Press Credibility


I've written this elsewhere, and perhaps I've nibbled at it here, too, but—prompted by one of Grim's comments in a thread below concerning NLMSM integrity—I'm offering this in full.

If the NLMSM hopes to gain any measure of credibility at all, it must do some things, and it must do them satisfactorily in the minds of observers and consumers of the NLMSM's output.

  1.  a journalist must identify at least some of his sources, rather than hanging the thesis of his article exclusively on the claims of anonymous sources
  2.  if an anonymous source refuses to be identified, the journalist must show with concrete, measurable evidence two things
          a.     the source actually exists 
          b.     why the source should be believed, given that by speaking publicly, even in anonymously, he's likely violating his terms of employment if not his oath of office

      3. if the journalist is representing the anonymous source as a whistleblower, the journalist must provide concrete, measurable evidence that the source has used up all of his employer's internal whistleblowing channels before he decided to leak to the journalist.

All of this must be done in the opening paragraph(s) of his piece, even ahead of the Who, What, Where, When that used to form the lede (but seems to no longer).

And the largest question of all:

      4. The press used to have a standard that required two on-the-record sources to corroborate the claims of a journalist's anonymous sources. The journalist's editor must explain why he's chosen to walk away from that standard of integrity.


Eric Hines

9 comments:

Roy Lofquist said...

Do you have any idea how many imaginary friends will lose their jobs over this?

Assistant Village Idiot said...

There you go being reasonable again. We've warned you about this.

E Hines said...

Guess you'll have to impeach me.

Eric Hines

Dad29 said...

Nonetheless, They Persist.......

Now CNN is libeling a bunch of Catholic boys (and "libel" is the word used by Ann Althouse, a LawProf). The WHOLE story is very different from the half-story CNN used. Those boys were being verbally assaulted by some nearby black "ministers" (who are apparently revolutionaries) and a known Indian activist who regularly starts fights and then cries "racism."

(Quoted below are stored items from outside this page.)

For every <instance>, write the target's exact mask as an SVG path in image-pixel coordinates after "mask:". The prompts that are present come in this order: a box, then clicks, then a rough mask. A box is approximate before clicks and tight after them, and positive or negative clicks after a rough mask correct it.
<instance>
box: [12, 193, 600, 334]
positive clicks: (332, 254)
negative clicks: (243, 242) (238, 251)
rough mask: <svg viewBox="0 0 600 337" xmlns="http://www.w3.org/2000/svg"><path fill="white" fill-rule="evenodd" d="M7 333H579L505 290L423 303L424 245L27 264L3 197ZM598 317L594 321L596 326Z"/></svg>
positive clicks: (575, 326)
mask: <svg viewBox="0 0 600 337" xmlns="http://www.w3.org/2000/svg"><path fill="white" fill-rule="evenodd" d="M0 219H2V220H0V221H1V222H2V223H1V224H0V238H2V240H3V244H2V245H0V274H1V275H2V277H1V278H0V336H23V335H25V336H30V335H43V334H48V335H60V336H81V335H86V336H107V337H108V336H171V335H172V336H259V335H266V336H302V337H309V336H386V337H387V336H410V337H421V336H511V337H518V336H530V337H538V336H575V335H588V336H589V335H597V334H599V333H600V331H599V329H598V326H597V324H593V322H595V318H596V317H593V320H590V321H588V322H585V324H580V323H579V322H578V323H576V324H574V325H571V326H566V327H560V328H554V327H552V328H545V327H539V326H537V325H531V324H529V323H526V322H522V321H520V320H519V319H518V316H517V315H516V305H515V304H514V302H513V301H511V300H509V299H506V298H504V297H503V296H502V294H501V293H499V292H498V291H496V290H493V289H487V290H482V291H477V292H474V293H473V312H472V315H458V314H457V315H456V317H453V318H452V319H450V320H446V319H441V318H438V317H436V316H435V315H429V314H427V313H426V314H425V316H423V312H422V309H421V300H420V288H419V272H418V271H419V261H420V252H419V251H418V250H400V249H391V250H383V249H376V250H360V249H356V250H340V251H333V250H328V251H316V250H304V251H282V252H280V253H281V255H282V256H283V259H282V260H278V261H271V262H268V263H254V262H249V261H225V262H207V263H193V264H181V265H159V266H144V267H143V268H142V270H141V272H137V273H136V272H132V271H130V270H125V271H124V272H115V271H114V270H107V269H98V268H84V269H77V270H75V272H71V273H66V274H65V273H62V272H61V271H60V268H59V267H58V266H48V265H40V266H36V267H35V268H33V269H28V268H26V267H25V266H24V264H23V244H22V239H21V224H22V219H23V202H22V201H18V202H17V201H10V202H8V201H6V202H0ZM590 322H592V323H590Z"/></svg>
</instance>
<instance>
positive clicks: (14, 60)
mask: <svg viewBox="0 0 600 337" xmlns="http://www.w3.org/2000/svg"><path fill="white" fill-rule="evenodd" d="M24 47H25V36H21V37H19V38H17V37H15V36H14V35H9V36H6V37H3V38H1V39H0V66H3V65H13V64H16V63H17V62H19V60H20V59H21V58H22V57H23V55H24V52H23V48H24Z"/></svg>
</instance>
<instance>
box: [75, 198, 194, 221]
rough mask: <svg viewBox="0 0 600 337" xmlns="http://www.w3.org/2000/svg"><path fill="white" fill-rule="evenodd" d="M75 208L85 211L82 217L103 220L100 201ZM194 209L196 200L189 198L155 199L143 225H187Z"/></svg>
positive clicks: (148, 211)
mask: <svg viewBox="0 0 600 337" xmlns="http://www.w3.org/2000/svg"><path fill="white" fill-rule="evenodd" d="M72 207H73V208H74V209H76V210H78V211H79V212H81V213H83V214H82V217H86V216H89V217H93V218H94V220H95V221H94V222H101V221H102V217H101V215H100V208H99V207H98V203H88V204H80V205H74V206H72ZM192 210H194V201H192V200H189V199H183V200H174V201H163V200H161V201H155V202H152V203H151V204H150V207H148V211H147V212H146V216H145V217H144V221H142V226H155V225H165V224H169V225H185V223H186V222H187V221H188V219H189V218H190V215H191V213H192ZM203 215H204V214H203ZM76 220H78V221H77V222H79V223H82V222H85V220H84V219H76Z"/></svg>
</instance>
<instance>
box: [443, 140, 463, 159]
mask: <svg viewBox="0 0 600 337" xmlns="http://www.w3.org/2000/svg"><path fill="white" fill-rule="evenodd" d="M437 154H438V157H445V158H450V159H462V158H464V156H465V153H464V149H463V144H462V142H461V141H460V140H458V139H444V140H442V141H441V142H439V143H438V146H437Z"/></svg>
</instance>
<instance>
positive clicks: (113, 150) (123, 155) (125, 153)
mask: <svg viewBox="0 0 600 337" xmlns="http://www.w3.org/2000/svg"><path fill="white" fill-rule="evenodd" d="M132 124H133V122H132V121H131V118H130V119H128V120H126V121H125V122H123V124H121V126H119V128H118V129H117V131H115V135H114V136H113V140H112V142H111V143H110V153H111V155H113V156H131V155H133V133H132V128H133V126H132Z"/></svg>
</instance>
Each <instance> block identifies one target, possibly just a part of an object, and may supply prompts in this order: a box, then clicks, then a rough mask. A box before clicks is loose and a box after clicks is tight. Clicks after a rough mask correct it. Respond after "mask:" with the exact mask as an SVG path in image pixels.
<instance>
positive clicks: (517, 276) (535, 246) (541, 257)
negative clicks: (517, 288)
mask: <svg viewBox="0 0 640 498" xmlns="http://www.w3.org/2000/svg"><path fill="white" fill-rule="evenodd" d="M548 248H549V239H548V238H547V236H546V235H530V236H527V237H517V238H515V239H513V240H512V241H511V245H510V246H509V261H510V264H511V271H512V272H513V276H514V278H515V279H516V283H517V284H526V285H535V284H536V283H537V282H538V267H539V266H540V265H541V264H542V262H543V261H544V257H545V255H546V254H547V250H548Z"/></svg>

Nevertheless, CNN persists.

E Hines said...

Well, you know. The YouTube video that gives the lie to the NLMSM's slur by putting the event in context runs 1 3/4 hours--too long for a pressman's stunted attention span.

Even more shamefully, Covington Catholic High School and the Covington Diocese jumped on the bandwagon and apologized for the students' behavior--without bothering to check the facts. Apparently they're too timid to rock the PC boat.

Eric Hines

Christopher B said...

Eric - There are a couple shorter ones coming out that can be shared

Rod Dreher has a post up about it that links one about 9 minutes long, along with a written account and Rod's own analysis (via Instapundit)

https://www.theamericanconservative.com/dreher/the-covington-catholic-bonfire-at-the-stake/

Short video embedded in. Tweet showing the drummers moving into the group of kids

https://mobile.twitter.com/beyondreasdoubt/status/1086799372032061441


The American Spectator has a couple articles up. This one is by Roger Kimball and links the other. I think both include the video Dreher commented on.

https://spectator.us/radical-evil-online-kentucky/

Grim said...

Now CNN is libeling a bunch of Catholic boys (and "libel" is the word used by Ann Althouse, a LawProf).

Yeah, Jimbo hit this one early. He's clearly enjoying himself.

E Hines said...

Christopher,

Yeah, those are good, too.

There's also a report out about one of the Native American participants disputing the account. His perspective is that the students started out sounding disrespectful (his interpretation), he approached and began singing the the AIM anthem while beating his drum, and the students wound up singing along with him.

All being carefully ignored by the NLMSM.

Eric Hines

Anonymous said...

Eric, Eric, Eric,

There you go again! You are trying to push small-town newspaper ethics on our national news!

Seriously, most local newspapers refuse to publish accusations of misconduct without the name of the accuser. The little guys actually have higher ethical standards than the big ones.